Like Kali, Sham’s founder Bouhdid Belhedi is explicit about his mission to break the taboo on queers in the media – “I was the first person to annoy people in the media and speak openly about LGBT issues in Tunisia on air.”
Also like Kali, he paid the price for breaking this taboo. The BBC reports that Belhedi “received 4,700 messages of abuse, including death threats” and “has also been physically assaulted.” In addition, Shams’ presenter run the risk of being arrested by Tunisia’s police if they identify themselves as sexually-active on air, because same-sex sex remains a crime in the country.

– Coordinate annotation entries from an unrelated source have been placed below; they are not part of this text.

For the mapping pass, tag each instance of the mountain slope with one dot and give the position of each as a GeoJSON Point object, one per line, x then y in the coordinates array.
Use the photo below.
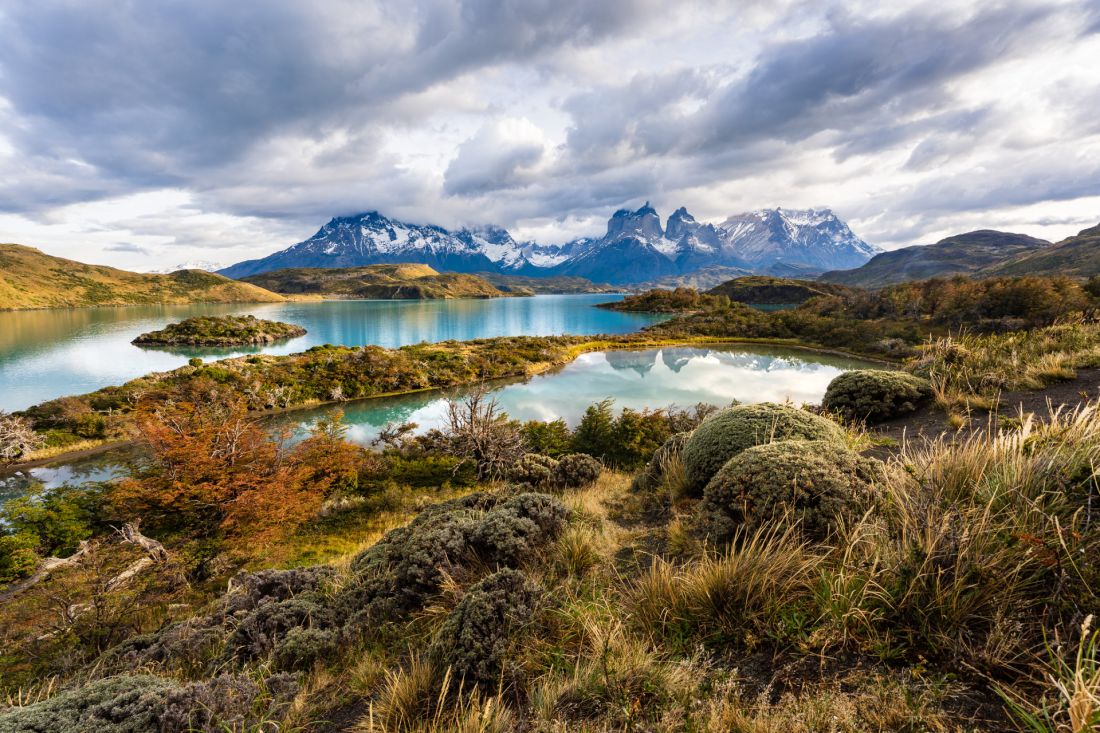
{"type": "Point", "coordinates": [30, 279]}
{"type": "Point", "coordinates": [1076, 256]}
{"type": "Point", "coordinates": [387, 282]}
{"type": "Point", "coordinates": [961, 254]}
{"type": "Point", "coordinates": [636, 247]}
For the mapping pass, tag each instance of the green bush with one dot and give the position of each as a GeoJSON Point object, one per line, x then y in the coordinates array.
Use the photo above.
{"type": "Point", "coordinates": [534, 470]}
{"type": "Point", "coordinates": [729, 431]}
{"type": "Point", "coordinates": [475, 638]}
{"type": "Point", "coordinates": [817, 481]}
{"type": "Point", "coordinates": [575, 471]}
{"type": "Point", "coordinates": [873, 395]}
{"type": "Point", "coordinates": [653, 476]}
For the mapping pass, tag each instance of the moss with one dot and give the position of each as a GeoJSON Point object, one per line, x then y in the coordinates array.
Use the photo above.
{"type": "Point", "coordinates": [876, 395]}
{"type": "Point", "coordinates": [475, 638]}
{"type": "Point", "coordinates": [727, 433]}
{"type": "Point", "coordinates": [818, 481]}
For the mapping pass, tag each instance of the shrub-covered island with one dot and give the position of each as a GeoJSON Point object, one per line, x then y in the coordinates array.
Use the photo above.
{"type": "Point", "coordinates": [221, 330]}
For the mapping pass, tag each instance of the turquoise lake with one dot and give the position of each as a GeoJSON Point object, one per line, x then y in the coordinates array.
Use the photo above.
{"type": "Point", "coordinates": [51, 353]}
{"type": "Point", "coordinates": [650, 379]}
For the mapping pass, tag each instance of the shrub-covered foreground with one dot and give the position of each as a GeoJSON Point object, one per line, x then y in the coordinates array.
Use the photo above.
{"type": "Point", "coordinates": [957, 599]}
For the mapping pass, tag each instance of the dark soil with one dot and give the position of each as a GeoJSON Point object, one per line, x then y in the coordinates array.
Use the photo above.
{"type": "Point", "coordinates": [930, 422]}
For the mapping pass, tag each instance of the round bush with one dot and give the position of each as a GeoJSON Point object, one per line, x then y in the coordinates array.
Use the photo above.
{"type": "Point", "coordinates": [729, 431]}
{"type": "Point", "coordinates": [534, 470]}
{"type": "Point", "coordinates": [820, 481]}
{"type": "Point", "coordinates": [670, 452]}
{"type": "Point", "coordinates": [576, 470]}
{"type": "Point", "coordinates": [875, 395]}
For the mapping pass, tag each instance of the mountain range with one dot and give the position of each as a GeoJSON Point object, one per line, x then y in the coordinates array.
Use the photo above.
{"type": "Point", "coordinates": [981, 253]}
{"type": "Point", "coordinates": [636, 247]}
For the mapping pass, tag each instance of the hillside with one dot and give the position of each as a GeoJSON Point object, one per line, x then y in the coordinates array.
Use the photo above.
{"type": "Point", "coordinates": [961, 254]}
{"type": "Point", "coordinates": [759, 290]}
{"type": "Point", "coordinates": [30, 279]}
{"type": "Point", "coordinates": [637, 247]}
{"type": "Point", "coordinates": [1076, 256]}
{"type": "Point", "coordinates": [406, 282]}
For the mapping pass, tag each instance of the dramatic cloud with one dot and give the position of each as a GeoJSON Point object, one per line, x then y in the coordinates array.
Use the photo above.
{"type": "Point", "coordinates": [144, 134]}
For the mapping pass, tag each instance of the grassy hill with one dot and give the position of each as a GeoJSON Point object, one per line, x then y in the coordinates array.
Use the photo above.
{"type": "Point", "coordinates": [30, 279]}
{"type": "Point", "coordinates": [1076, 256]}
{"type": "Point", "coordinates": [760, 290]}
{"type": "Point", "coordinates": [382, 281]}
{"type": "Point", "coordinates": [963, 254]}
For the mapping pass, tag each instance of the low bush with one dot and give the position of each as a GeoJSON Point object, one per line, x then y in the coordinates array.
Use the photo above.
{"type": "Point", "coordinates": [875, 395]}
{"type": "Point", "coordinates": [729, 431]}
{"type": "Point", "coordinates": [817, 482]}
{"type": "Point", "coordinates": [575, 471]}
{"type": "Point", "coordinates": [474, 639]}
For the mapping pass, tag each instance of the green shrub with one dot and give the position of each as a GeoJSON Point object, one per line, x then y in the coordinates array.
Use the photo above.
{"type": "Point", "coordinates": [18, 556]}
{"type": "Point", "coordinates": [653, 476]}
{"type": "Point", "coordinates": [114, 704]}
{"type": "Point", "coordinates": [575, 471]}
{"type": "Point", "coordinates": [475, 638]}
{"type": "Point", "coordinates": [729, 431]}
{"type": "Point", "coordinates": [534, 470]}
{"type": "Point", "coordinates": [817, 481]}
{"type": "Point", "coordinates": [875, 395]}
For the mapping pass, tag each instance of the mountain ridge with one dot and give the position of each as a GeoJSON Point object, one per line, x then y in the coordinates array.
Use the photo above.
{"type": "Point", "coordinates": [636, 247]}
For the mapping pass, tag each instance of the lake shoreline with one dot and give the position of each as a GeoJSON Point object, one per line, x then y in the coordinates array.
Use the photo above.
{"type": "Point", "coordinates": [602, 343]}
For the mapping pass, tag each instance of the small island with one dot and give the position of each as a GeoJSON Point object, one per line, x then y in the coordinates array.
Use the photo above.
{"type": "Point", "coordinates": [221, 331]}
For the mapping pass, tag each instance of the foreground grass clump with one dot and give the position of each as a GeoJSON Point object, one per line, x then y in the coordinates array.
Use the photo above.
{"type": "Point", "coordinates": [875, 395]}
{"type": "Point", "coordinates": [221, 330]}
{"type": "Point", "coordinates": [814, 482]}
{"type": "Point", "coordinates": [729, 431]}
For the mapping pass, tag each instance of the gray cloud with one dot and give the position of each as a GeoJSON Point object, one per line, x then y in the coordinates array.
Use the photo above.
{"type": "Point", "coordinates": [277, 115]}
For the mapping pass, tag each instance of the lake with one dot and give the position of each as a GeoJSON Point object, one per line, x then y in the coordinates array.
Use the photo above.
{"type": "Point", "coordinates": [51, 353]}
{"type": "Point", "coordinates": [653, 379]}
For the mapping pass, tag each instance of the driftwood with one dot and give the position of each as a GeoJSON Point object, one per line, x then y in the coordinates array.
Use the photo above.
{"type": "Point", "coordinates": [128, 534]}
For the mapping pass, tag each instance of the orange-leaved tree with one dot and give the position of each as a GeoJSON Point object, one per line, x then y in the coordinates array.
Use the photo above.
{"type": "Point", "coordinates": [217, 473]}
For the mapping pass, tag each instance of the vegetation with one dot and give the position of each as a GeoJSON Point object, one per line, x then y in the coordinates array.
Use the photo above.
{"type": "Point", "coordinates": [29, 279]}
{"type": "Point", "coordinates": [221, 330]}
{"type": "Point", "coordinates": [815, 483]}
{"type": "Point", "coordinates": [381, 282]}
{"type": "Point", "coordinates": [875, 395]}
{"type": "Point", "coordinates": [727, 433]}
{"type": "Point", "coordinates": [682, 299]}
{"type": "Point", "coordinates": [760, 290]}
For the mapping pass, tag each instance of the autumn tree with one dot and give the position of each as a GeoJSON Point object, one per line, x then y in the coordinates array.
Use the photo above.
{"type": "Point", "coordinates": [216, 473]}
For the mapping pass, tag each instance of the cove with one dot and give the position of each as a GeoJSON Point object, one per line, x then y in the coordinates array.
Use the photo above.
{"type": "Point", "coordinates": [65, 351]}
{"type": "Point", "coordinates": [647, 379]}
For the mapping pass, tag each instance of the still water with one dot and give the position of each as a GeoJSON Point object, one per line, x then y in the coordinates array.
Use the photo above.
{"type": "Point", "coordinates": [51, 353]}
{"type": "Point", "coordinates": [653, 379]}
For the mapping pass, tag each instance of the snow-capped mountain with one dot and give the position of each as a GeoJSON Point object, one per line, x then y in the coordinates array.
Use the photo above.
{"type": "Point", "coordinates": [636, 247]}
{"type": "Point", "coordinates": [191, 264]}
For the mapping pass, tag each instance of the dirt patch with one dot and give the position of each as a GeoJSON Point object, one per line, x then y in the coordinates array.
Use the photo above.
{"type": "Point", "coordinates": [930, 422]}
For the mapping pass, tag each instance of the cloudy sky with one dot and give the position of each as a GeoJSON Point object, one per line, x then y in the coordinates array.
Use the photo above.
{"type": "Point", "coordinates": [144, 134]}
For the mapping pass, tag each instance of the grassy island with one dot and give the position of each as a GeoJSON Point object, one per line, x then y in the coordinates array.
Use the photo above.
{"type": "Point", "coordinates": [221, 331]}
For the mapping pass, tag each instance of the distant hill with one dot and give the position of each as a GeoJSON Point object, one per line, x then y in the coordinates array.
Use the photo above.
{"type": "Point", "coordinates": [637, 247]}
{"type": "Point", "coordinates": [30, 279]}
{"type": "Point", "coordinates": [963, 254]}
{"type": "Point", "coordinates": [701, 280]}
{"type": "Point", "coordinates": [1076, 256]}
{"type": "Point", "coordinates": [759, 290]}
{"type": "Point", "coordinates": [411, 282]}
{"type": "Point", "coordinates": [549, 284]}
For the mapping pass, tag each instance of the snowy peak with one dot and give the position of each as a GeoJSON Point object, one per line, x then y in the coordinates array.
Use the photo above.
{"type": "Point", "coordinates": [636, 248]}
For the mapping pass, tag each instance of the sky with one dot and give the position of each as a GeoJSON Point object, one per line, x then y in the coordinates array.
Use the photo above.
{"type": "Point", "coordinates": [147, 134]}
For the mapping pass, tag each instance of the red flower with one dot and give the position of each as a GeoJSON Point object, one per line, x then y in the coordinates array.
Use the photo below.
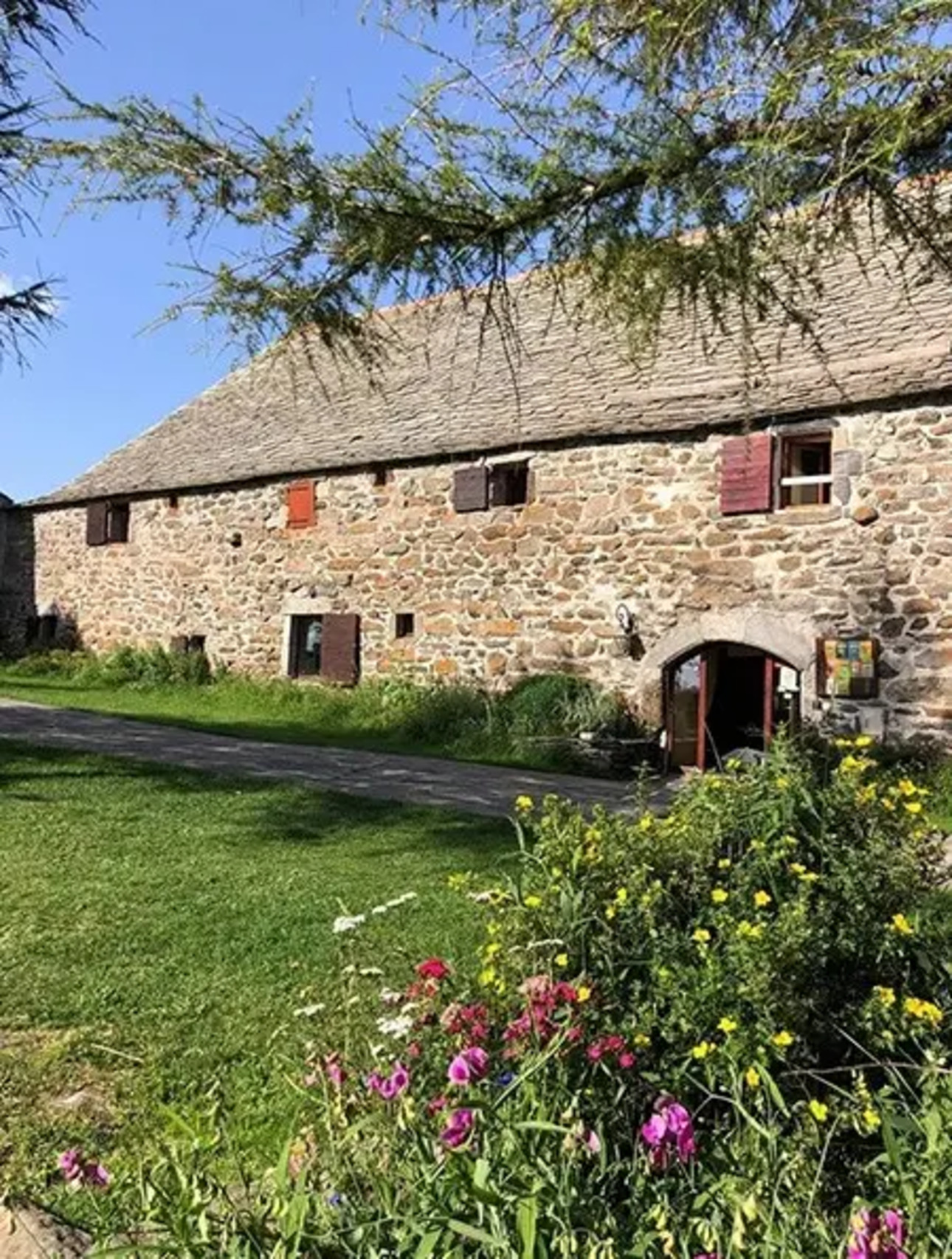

The abuse directed Kali and Bouhdid Belhedi highlights the real dangers associated with publically identifying as queer in the region. In some MENA countries simply appearing “transgressive” can cost an individual their life. As a result, many queers are obliged to stay ‘invisible’.
However, the expansion of social media has made it more difficult to maintain the popular fiction that queer simply do not exist. Even if public media initiatives like Shams and My.Kali remain uncommon due to fears of personal safety, MENA queers increasingly turn to social media to engage with queer issues while remaining anonymous. One example is @artqueerhabibi, an Instagram page that publishes queer-postcard designs.
Likewise, My.Kali frequently publishes anonymous articles from across the MENA region in order to protect the author’s wellbeing and safety. In one such article, the writer is certain that social media hold the key to disrupting the “chronic state of denial” about homosexuality in Arabic media and society. Having recounted wide-spread examples of homosexual behaviour by young men in his Jordanian hometown during the 1990s, the author shows that homosexuality has always been an integral part of Arab culture:
homosexuality is not a foreign product or a western conspiracy against Islam. It is not a crisis. Homosexuality is a legitimate part of our societies, and the attempt to eliminate it is doomed to failure.